Di nuovo lo stesso incubo, o meglio, ricordo, che l’assaliva tutte le notti, le mescolava le budella e la spingeva a svegliarsi di soprassalto nella sua cabina, madida di sudore freddo, chiamando a voce bassa il suo ragazzo, quasi come se quest’ultimo, dal Tartaro, avesse potuto risponderle.
Ovviamente, ogni volta che Annabeth si svegliava e lo chiamava nessuno rispondeva. Nessuno replicava.
Ma quella volta fu diverso. Le sembrò quasi di aver percepito un cambiamento all’interno della cabina, nel momento in cui aveva pronunciato il nome del suo ragazzo.
«Percy?» ripeté questa volta con più sicurezza, per accertarsi che la presenza che aveva appena percepito si fosse mossa nell’esatto momento in cui aveva sentito pronunciare quel nome o se fosse stata solo una coincidenza, una corrente d’aria innocua e innocente.

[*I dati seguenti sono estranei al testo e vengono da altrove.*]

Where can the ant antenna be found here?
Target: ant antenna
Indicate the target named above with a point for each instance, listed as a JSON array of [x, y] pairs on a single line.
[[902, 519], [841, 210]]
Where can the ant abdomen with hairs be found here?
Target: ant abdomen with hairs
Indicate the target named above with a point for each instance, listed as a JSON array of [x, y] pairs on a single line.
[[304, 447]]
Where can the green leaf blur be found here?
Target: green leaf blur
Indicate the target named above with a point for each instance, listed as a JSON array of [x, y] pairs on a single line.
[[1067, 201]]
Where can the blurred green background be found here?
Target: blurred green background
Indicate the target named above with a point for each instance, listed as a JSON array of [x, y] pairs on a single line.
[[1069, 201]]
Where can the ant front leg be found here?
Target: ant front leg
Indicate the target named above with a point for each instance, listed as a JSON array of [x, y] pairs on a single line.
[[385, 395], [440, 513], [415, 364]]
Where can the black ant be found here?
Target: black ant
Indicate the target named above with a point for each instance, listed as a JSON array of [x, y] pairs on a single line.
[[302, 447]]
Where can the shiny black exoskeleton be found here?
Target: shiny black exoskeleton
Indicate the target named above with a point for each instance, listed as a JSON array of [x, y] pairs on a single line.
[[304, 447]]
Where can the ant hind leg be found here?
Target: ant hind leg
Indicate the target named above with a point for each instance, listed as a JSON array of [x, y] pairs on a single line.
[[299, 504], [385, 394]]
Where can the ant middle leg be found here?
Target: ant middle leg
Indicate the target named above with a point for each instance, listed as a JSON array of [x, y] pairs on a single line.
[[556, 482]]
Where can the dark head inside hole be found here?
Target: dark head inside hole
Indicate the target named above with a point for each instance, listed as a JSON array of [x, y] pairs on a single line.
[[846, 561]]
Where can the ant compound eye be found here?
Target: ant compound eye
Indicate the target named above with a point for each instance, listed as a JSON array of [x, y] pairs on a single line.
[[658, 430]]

Non fu così. Un sussulto, quasi come se qualcuno stesse trattenendo il respiro dinanzi a lei. Quasi come se qualcuno…avesse sentito il suo nome, si fosse sentito chiamato in causa.
«Percy?» chiamò di nuovo, stringendo le lenzuola con ossessività. Chi c’era?
Ripeté il nome del ragazzo tre volte prima che qualcuno si facesse vivo davanti a lei. O meglio, qualcosa.
Un paio di occhi smeraldini avanzavano verso Annabeth, grandi, belli e preoccupati come l’ultima volta che la figlia d’Atena li aveva visti. Quelli erano gli occhi di Percy Jackson, ne era sicura.
Gli si avvicinò, aguzzando la vista nel buio che li avvolgeva. Non appena fu abbastanza vicina a quegli occhi questi si sgranarono, e Annabeth percepì un sorriso appena sotto di loro.
E sorrise pure lei, perché finalmente poteva rivedere quegli occhi e sentire quel sorriso, lo stesso che un tempo scompariva per fare spazio alle sue labbra, alla sua lingua.
Finalmente Percy Jackson era tornato a casa.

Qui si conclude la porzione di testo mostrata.